Since 14-3-3 binding to IRSp53 is sensitive to LiCl, a GSK3β-dependent kinase is clearly involved, although we have ruled out direct phosphorylation, which would require an upstream priming site(s). Connection with Cdc42 pathways has been noted; Cdc42V12 can inactivate GSK3β via PKCζ phosphorylation (21). GSK3β activity is inhibited during wound healing (10), when Rac1 and Cdc42 are activated, which could promote IRSp53-mediated filopodia at the leading edge. Since IRSp53 activity is required for neurite outgrowth and growth cone motility (27), GSK3β-stimulated growth cone collapse may in part arise from IRSp53 inhibition. It is also worth noting that Eps8 has been shown to recruit Dishevelled (Dsh) to the plasma membrane and filopodia (61). Since Dsh is a known inhibitor of GSK3β, Eps8 may promote IRSp53-mediated filopodia in two distinct manners: first, by recruiting IRSp53 to the membrane, and second, by inhibiting GSK3β activity at the sites of filopodia to maintain IRSp53 in an active non-14-3-3-bound state. Inhibition of a number of kinases (PKA, PKC, PAK, ROK, PI3K, mTOR, and ERK) (Fig. 1c and data not shown) did not affect 14-3-3 binding. Thus, this key modulator of IRSp53 has yet to be identified, and because the kinase is sensitive to glucose, we are currently focusing on the potential role of AMPK.

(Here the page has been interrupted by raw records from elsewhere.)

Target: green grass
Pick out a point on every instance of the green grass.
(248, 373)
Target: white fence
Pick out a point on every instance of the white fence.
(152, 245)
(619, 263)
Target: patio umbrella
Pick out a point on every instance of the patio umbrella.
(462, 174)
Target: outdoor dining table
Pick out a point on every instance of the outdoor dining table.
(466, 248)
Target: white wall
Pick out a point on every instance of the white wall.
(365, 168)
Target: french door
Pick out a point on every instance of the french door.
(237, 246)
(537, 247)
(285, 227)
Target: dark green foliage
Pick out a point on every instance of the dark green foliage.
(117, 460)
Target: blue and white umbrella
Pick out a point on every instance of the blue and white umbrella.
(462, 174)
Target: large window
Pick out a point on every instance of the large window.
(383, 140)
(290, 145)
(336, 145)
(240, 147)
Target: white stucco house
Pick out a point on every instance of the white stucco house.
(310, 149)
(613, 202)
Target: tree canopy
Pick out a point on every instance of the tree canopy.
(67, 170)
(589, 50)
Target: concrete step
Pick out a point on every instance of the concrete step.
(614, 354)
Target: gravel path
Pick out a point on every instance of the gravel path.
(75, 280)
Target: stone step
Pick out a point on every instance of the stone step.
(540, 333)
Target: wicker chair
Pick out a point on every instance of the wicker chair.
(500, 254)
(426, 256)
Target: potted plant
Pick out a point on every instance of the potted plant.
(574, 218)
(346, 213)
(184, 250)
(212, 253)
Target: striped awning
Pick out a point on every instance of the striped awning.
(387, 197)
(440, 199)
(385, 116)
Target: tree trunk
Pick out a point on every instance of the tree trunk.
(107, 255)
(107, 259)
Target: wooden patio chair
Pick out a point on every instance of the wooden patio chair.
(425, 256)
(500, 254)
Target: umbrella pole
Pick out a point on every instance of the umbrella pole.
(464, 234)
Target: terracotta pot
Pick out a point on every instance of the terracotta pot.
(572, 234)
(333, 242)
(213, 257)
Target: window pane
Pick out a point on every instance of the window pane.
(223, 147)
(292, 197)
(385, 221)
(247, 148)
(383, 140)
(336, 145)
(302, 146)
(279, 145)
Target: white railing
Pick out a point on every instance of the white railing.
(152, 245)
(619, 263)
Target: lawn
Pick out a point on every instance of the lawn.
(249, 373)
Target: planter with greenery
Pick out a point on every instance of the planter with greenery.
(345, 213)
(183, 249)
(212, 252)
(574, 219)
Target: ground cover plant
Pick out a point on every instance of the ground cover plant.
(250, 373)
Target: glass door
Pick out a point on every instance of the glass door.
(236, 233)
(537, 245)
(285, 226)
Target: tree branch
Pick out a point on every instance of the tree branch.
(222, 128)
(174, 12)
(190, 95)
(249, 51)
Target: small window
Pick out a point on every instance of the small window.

In summary, our model for IRSp53 function in filopodium dynamics is shown in Fig. 8d. IRSp53 is dynamically associated with the lamellipodial region by association with its SH3-binding partners, such as Eps8. Binding to Cdc42-GTP may help to stabilize the open (non-14-3-3-bound) state of IRSp53, perhaps by preventing kinase access. Thus, IRSp53 would more likely be recruited to emerging filopodia under the influence of either Eps8 or filopodial-tip complex proteins, such as Mena/Vasp or Dia2. This would conveniently couple actin elongation with membrane tubulation. It has not escaped our notice that phosphorylation of the conserved IRSp53 Y338, followed by SH2 binding, would also antagonize 14-3-3. Termination of IRSp53 function is suggested to occur following Cdc42 dissociation, kinase phosphorylation of T340 and T360, and subsequent 14-3-3 binding, which competes for SH3 partners, thus allowing filopodial retraction.